# springfield rebarrel



## aabradley82 (Dec 16, 2015)

I have a sporterized springfield in 30-06AI that I'm thinking of rebarreling. The chamber seems to have a little extra space to one side that is letting the case to bulge or split to one side. I know I could dump my problem on someone else, but that doesn't sit well for me. How much different is the 03 to rebarrel vs other actions? Haven't decided if I want to go back with a regular 06 or satisfy my oddball itch with a 6.5-06 or 35 whelen? Any advice other than dump it and move on?


----------



## TrailBlazinMan (Dec 17, 2015)

Sure they can be rebarreled. All the military 03s and A3s have an indexing cut on the receiver and a matching one on the barrel. This doesn't mean that they are drop in replacements, but it does mean that most of the time the barrels will move around without much difficulty. They do have an extractor cut on one side of the barrel. If indexing is off then this cut is off. 

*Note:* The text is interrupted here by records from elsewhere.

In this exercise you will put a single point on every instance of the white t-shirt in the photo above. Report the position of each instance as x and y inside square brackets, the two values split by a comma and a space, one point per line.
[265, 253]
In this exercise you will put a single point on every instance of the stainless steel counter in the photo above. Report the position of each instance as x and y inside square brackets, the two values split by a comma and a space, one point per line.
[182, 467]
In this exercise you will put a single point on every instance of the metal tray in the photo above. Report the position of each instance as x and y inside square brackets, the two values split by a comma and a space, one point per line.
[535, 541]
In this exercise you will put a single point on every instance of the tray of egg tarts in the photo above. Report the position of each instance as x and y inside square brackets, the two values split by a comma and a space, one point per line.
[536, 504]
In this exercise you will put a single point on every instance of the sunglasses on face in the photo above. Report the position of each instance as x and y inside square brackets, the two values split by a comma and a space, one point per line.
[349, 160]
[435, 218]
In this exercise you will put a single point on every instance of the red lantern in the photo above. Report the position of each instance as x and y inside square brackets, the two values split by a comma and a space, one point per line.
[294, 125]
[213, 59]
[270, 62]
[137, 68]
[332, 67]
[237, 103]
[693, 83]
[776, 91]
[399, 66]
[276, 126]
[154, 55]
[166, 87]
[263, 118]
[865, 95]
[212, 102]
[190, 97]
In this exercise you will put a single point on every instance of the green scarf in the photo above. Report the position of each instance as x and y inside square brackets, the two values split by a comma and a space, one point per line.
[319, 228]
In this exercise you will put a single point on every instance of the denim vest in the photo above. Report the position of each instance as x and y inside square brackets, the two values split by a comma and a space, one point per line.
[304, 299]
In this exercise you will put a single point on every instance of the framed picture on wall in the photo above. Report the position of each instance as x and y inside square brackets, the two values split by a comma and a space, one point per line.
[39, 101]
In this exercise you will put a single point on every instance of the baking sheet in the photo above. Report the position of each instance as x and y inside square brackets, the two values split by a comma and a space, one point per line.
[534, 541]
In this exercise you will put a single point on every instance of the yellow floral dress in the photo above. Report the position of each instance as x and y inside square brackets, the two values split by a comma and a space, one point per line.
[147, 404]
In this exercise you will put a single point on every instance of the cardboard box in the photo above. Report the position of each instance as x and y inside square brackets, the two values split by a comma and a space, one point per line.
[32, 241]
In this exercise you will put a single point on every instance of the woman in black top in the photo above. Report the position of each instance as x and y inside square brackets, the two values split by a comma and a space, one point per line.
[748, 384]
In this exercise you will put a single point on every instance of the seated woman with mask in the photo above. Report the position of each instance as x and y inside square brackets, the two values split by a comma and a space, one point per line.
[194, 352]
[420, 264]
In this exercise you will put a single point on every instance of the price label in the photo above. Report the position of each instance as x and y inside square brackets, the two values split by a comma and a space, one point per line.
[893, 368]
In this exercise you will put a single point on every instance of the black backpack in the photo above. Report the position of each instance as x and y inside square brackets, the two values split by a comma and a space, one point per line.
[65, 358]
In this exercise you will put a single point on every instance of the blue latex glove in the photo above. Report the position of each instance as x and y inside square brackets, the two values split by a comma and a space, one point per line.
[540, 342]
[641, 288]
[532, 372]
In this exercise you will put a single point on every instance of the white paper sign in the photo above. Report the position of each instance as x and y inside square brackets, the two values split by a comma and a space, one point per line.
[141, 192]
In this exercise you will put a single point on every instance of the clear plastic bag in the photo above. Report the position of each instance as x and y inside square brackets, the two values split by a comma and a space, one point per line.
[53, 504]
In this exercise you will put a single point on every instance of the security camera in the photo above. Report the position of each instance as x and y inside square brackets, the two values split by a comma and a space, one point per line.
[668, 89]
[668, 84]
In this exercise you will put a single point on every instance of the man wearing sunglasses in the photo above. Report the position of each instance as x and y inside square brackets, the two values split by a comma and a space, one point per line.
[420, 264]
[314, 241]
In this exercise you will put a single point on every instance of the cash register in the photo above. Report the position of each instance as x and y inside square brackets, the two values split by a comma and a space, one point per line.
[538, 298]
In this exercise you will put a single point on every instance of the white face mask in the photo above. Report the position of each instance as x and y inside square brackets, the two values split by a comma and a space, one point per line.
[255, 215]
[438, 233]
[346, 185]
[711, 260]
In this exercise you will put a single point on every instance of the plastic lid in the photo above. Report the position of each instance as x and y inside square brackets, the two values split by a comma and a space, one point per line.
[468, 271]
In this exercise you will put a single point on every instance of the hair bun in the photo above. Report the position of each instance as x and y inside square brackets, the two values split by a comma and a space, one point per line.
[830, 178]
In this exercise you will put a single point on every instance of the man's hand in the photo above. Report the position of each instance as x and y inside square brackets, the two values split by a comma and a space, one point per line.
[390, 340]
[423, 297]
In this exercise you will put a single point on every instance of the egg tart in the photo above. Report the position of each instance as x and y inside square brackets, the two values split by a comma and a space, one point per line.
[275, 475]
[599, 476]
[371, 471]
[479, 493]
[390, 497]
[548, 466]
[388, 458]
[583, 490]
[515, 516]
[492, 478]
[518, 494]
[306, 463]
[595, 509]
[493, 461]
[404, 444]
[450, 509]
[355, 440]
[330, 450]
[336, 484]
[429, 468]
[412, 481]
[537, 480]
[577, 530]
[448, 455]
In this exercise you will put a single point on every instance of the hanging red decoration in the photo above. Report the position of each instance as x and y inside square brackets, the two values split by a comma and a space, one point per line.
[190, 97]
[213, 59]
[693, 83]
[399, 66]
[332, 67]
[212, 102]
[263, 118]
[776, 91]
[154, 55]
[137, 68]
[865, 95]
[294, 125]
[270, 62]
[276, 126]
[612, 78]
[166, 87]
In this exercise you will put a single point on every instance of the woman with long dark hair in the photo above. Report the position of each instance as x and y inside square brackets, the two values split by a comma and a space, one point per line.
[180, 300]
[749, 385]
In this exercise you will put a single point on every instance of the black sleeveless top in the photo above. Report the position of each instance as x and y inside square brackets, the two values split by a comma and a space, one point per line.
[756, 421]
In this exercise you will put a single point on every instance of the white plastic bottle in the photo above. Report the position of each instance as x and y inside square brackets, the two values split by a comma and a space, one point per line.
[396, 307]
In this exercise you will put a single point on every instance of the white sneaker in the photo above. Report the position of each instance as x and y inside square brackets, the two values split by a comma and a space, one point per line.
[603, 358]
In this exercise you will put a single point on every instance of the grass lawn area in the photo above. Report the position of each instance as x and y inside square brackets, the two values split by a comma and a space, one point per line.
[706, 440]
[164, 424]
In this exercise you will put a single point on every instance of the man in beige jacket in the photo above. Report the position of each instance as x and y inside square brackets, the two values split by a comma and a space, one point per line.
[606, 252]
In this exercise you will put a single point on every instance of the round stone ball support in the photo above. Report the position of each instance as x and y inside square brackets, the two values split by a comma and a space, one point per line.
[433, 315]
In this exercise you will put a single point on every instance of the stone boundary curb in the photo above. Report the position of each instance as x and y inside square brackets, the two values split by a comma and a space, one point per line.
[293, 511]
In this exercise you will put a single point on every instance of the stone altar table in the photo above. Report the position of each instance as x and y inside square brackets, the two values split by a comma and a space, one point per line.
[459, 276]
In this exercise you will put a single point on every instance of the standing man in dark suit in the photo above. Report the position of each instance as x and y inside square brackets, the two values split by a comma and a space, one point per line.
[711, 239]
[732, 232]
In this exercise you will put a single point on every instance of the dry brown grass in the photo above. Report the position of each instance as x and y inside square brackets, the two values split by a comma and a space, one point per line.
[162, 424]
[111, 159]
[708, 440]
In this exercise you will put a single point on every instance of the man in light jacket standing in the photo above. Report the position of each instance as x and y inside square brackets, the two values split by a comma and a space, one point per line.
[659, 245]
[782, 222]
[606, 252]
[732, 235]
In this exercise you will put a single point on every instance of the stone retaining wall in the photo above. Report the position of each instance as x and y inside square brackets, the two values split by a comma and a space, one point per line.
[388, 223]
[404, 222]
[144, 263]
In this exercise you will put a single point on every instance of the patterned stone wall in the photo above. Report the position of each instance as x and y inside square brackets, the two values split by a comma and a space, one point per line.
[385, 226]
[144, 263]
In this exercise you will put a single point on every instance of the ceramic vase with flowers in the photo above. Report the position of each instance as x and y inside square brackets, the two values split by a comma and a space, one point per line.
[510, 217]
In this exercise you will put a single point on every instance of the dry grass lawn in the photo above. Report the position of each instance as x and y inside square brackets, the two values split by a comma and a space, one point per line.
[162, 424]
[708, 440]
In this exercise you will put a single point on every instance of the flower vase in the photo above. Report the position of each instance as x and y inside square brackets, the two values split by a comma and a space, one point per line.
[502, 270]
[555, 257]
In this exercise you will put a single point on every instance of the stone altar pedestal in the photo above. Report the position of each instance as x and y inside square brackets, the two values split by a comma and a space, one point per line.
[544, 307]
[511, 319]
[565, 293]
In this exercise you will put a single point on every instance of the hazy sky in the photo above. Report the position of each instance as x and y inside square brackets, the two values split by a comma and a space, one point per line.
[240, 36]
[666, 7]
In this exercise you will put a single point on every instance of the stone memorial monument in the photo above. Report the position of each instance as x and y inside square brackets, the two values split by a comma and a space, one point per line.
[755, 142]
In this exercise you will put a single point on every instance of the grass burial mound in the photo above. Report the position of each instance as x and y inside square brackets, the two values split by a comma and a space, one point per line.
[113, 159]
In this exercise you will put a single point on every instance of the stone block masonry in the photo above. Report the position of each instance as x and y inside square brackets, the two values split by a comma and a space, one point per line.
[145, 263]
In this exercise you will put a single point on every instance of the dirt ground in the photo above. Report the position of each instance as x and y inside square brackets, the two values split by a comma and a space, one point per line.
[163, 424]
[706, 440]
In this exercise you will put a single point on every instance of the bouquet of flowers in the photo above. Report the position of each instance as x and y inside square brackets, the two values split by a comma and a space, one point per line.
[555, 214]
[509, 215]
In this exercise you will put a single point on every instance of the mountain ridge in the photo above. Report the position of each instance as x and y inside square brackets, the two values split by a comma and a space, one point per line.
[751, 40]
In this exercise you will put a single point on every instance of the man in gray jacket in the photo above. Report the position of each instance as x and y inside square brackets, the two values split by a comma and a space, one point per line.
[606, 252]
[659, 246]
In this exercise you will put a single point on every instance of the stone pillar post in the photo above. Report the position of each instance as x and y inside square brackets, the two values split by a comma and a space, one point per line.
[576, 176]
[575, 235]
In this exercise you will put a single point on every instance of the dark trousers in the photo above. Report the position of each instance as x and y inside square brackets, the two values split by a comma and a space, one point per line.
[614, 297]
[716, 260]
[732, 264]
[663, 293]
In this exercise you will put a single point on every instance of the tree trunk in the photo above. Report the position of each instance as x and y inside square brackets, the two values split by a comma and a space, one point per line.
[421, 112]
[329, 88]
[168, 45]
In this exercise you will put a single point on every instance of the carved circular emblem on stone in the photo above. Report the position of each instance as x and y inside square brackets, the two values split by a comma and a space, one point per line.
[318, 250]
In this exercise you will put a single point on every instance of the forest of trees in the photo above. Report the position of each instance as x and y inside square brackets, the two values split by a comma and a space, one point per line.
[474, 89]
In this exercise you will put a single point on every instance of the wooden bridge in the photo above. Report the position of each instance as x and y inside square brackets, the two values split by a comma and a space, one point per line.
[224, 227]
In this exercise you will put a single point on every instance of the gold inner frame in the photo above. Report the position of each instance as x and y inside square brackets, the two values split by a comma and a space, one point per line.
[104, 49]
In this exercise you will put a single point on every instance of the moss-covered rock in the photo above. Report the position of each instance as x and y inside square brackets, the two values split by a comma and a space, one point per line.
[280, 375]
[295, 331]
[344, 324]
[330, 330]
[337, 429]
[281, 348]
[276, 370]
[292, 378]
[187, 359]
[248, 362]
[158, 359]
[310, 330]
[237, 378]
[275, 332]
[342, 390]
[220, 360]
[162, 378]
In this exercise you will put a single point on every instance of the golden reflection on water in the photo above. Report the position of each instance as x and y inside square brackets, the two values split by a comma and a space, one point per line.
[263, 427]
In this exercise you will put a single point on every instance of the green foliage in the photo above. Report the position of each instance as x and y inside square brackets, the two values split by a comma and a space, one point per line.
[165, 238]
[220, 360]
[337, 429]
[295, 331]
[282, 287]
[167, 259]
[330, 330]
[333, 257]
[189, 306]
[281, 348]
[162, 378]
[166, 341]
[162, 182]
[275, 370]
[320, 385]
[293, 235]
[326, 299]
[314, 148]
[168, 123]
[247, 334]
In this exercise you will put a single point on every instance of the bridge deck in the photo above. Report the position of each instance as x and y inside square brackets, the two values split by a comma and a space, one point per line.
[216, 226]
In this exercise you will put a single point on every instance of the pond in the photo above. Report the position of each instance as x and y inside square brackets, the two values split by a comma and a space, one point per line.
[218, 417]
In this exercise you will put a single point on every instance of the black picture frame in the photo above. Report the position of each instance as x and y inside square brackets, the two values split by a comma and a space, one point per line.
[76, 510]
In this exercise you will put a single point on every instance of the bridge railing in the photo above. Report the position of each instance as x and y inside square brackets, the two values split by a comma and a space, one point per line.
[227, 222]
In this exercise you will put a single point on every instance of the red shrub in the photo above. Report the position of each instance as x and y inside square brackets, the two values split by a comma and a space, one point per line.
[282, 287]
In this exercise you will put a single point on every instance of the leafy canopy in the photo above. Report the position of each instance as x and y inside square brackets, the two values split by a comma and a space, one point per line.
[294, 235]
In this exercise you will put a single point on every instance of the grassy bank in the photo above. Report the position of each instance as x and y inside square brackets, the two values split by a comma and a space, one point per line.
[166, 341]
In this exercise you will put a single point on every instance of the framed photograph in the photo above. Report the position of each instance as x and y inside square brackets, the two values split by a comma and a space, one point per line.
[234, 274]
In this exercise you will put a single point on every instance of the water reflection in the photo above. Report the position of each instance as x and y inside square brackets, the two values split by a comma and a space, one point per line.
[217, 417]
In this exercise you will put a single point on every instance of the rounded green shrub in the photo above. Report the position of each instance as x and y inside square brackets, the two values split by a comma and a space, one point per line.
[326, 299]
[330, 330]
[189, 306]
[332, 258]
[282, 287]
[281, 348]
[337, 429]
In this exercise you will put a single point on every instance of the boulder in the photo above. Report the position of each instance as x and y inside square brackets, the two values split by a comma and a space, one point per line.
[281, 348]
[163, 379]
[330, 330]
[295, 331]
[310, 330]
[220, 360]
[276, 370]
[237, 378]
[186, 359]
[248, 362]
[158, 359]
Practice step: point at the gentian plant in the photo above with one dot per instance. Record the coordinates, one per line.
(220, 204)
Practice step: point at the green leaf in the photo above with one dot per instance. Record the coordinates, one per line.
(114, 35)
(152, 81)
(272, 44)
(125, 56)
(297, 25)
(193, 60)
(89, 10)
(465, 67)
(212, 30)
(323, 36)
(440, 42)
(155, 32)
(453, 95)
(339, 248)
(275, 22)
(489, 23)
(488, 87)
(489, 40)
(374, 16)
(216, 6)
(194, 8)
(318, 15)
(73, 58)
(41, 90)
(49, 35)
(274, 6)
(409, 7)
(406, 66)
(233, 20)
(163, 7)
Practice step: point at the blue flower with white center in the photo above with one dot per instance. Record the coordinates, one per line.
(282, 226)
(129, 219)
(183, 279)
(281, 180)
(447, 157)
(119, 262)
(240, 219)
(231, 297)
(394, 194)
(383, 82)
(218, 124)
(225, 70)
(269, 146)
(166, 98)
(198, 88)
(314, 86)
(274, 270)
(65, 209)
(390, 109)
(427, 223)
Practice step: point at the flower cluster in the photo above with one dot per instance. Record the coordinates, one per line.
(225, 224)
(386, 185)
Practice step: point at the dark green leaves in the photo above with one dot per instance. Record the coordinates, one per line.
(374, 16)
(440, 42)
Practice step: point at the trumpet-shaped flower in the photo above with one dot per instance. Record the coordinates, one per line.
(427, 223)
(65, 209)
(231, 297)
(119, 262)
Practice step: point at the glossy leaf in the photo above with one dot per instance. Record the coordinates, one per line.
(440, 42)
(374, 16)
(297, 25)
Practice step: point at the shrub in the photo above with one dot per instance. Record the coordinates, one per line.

Don't throw the rifle away! It can be saved. Many companies make a wonderful replacement barrel but most of the time these are 'short chambered' and required final reaming to fit the action. Any true gunsmith would be able to take care of this for you. There are some home hobbyists that do this kind of work too but it does require some special tools (barrel vise, action wrench, finishing reamer, go/no go gauges, micrometer, etc).


----------



## Clemson (Dec 19, 2015)

A Springfield has square threads, a cone breech, and an extractor cut.  Most gunsmiths charge in the neighborhood of $100 more than they would charge for a Mauser or Remington rebarrel to breech a Springfield.  That said, a very nice rifle can be made, and it is certainly possible to make it in 35 Whelen or 6.5-06.

Bill Jacobs


----------



## aabradley82 (Dec 19, 2015)

I think i'm going to sit on this one awhile. Pretty rifle that has a few scars. The pita work is done, just need the barrel done. I have a new weirdo on the way. Husky 146 in 9.3x57. Should be a thumper with a 270gr speer at 21-2200. hopefully the dies and supplies arrive in time to try out on some meat.


----------



## rayjay (Dec 21, 2015)

You might could have the bbl set back one or two turns. This way the gunsmith doesn't have to mess with any threading.


----------